Carolina – Ainda vejo grandes deficiências na área de infraestrutura e logística interna no Brasil. Nossa estrutura de custos domésticos precisa melhorar bastante, para dar mais competitividade e paridade de exportação. Por exemplo, temos períodos do ano em que um frete do Mato Grosso para o Porto de Santos, em São Paulo, custa mais caro do que o frete de Santos para Tianjin, na China. Em termos de distância percorrida, isso mostra o quanto temos de espaço para melhoria em na logística brasileira. Ainda há muito a ser feito.
RURAL – Até que ponto as questões políticas do Brasil afetam o negócio e as relações comerciais da Cofco no País?
Carolina – Como qualquer outra empresa comercial estrangeira no Brasil, a Cofco sempre espera um cenário favorável para todos os seus investimentos e operações. Desejamos um Brasil forte, onde todos se beneficiem
de um ambiente político estável e de uma economia
forte e em crescimento.
RURAL – Quais as maiores diferenças entre os produtores brasileiros e os europeus e americanos?
Carolina – A estandardização geográfica não é muito assertiva. Os produtores brasileiros possuem características distintas, mesmo dentro do próprio País. Cada produtor tem um perfil e terá comportamentos e estratégias de comercialização diferentes, por causa de inúmeras variáveis, tais como extensão da sua terra, produtividade do seu solo, liquidez da cultura que planta, necessidade de fluxo de caixa, políticas de seguros e até mesmo
incentivos governamentais.
RURAL – Quais os planos da Cofco para o futuro no Brasil?
Carolina – Temos um plano estratégico de crescimento de 5% ao ano no nosso programa de originação de grãos. Para dar suporte a essa originação, estamos sempre olhando oportunidades em investimentos de armazenagem doméstica, parcerias logísticas e portos. Na área de processamentos, vamos continuar expandindo as operações em nosso complexo industrial em Rondonópolis (MT), onde temos excelente localização geográfica, perto de grandes distruibuidores.
RURAL – Que efeitos mais fortes a Cofco já sentiu devido à pandemia de coronavírus?

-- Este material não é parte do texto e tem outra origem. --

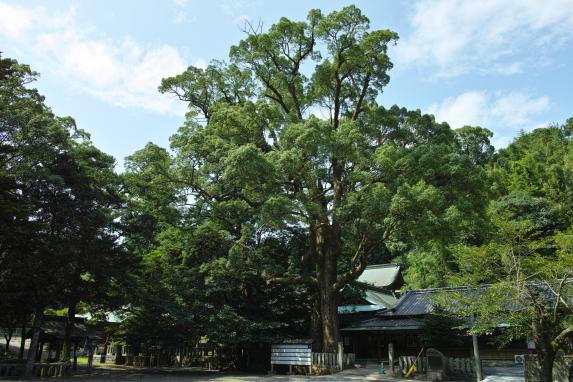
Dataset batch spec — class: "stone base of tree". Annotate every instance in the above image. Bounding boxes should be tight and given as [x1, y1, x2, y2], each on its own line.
[524, 355, 573, 382]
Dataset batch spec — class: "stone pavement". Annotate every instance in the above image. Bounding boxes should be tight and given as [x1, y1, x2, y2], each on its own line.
[4, 365, 524, 382]
[4, 367, 423, 382]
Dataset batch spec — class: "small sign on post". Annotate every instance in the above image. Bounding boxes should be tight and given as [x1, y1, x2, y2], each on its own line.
[271, 340, 312, 374]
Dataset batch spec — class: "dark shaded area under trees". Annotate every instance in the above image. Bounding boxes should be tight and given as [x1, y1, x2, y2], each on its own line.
[0, 6, 573, 380]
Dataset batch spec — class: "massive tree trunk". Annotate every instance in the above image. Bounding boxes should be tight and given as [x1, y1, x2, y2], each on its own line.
[62, 301, 77, 362]
[18, 319, 26, 359]
[4, 328, 14, 354]
[316, 224, 340, 352]
[310, 292, 322, 352]
[538, 350, 555, 382]
[24, 307, 44, 378]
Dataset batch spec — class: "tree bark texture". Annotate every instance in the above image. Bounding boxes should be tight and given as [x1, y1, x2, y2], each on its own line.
[24, 307, 44, 378]
[62, 302, 77, 362]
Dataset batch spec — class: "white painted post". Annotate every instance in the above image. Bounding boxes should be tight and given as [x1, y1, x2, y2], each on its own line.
[472, 334, 482, 382]
[388, 342, 394, 375]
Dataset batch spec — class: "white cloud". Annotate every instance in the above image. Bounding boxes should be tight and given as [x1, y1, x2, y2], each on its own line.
[397, 0, 573, 77]
[427, 91, 550, 147]
[0, 0, 192, 115]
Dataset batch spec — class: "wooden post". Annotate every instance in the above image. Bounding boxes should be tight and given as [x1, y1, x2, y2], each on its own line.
[337, 342, 344, 371]
[72, 338, 78, 370]
[472, 334, 482, 382]
[24, 307, 44, 379]
[388, 342, 394, 375]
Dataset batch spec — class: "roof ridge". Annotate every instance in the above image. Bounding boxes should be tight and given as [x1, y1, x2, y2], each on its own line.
[365, 263, 401, 269]
[406, 284, 491, 293]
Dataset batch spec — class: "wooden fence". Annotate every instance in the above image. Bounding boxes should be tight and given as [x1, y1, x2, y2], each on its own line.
[0, 362, 70, 378]
[312, 353, 356, 371]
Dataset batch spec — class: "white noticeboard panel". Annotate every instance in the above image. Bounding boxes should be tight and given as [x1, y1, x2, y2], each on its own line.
[271, 344, 312, 366]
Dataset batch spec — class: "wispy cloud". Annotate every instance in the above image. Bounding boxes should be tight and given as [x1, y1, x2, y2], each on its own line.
[427, 91, 550, 147]
[397, 0, 573, 77]
[0, 0, 192, 115]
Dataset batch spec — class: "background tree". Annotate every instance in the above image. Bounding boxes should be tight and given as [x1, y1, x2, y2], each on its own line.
[445, 119, 573, 381]
[160, 6, 485, 351]
[0, 59, 125, 371]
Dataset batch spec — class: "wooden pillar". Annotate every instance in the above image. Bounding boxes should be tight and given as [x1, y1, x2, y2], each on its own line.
[36, 340, 44, 362]
[388, 342, 394, 375]
[472, 334, 482, 382]
[336, 342, 344, 370]
[73, 338, 78, 370]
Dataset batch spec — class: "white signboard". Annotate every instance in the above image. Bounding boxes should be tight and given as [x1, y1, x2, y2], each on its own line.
[271, 343, 312, 366]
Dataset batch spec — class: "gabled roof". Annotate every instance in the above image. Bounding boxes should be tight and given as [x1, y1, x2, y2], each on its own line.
[340, 317, 423, 332]
[338, 305, 387, 314]
[356, 264, 404, 291]
[380, 286, 476, 317]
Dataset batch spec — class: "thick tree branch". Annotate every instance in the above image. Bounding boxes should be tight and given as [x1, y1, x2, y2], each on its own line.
[266, 276, 318, 286]
[333, 235, 368, 291]
[352, 72, 372, 121]
[552, 324, 573, 348]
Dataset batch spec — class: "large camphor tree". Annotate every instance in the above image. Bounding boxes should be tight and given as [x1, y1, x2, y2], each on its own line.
[160, 6, 483, 351]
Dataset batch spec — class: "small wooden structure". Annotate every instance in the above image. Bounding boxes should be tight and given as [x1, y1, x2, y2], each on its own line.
[271, 340, 312, 374]
[271, 339, 356, 374]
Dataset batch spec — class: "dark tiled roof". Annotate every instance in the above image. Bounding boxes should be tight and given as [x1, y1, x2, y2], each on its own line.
[340, 317, 423, 332]
[380, 287, 476, 317]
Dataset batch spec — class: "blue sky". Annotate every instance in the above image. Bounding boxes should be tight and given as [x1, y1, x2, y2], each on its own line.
[0, 0, 573, 169]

Carolina – No nosso negócio, a pandemia ainda não trouxe nenhuma ruptura muito grande. Diferentemente de outros segmentos, nossa indústria não parou. Pelo contrário. Entre janeiro e maio deste ano, tivemos um aumento de 45% na exportação de soja. Mas há impactos, claro. Sem dúvidas, o maior deles aconteceu na área de biocombustíveis. A queda de demanda e o preço internacional do petróleo têm ocasionado mudanças desfavoráveis aos produtores de biocombustíveis brasileiros. Na área de alimentos, os impactos são menores e estamos conseguindo dar escoamento às safras recordes, em grande parte pelo enorme comprometimento que todos os agentes da cadeia têm assumido com o País, em especial motoristas e operadores de ativos.
RURAL – Que ensinamentos a pandemia já trouxe à empresa?
Carolina – Penso que o maior deles é em relação à importância de estarmos sempre atentos às demandas e necessidades dos nossos stake-holders. Um ótimo exemplo é o caso dos caminhoneiros. No início da pandemia, havia uma grande dúvida se eles iriam parar ou continuar trabalhando. Esses profissionais correm riscos para escoar
a produção agrícola e precisam receber uma ajuda especial neste momento de crise. Em parceria com associações da categoria, nós estamos fornecendo alimentos e fazendo doações aos transportadores, para que eles possam realizar seu trabalho com mais segurança e tranquilidade.
RURAL – Como você acredita que será o futuro do agronegócio pós-pandemia?
Carolina – O agronegócio nunca mais será o mesmo. Acredito que teremos um setor mais digitalizado. Faremos ainda mais uso de aplicativos para transações comerciais de produto e de logística, mais monitoramento por satélite e maior automação nas áreas. O mercado de commodities ainda está muito atrasado nesse sentido. Muita coisa ainda é feita como se fazia no passado. A tecnologia tem sido uma grande aliada neste momento de crise, em que o gerenciamento remoto tornou-se imprescindível, tanto para executar processos quanto na comunicação.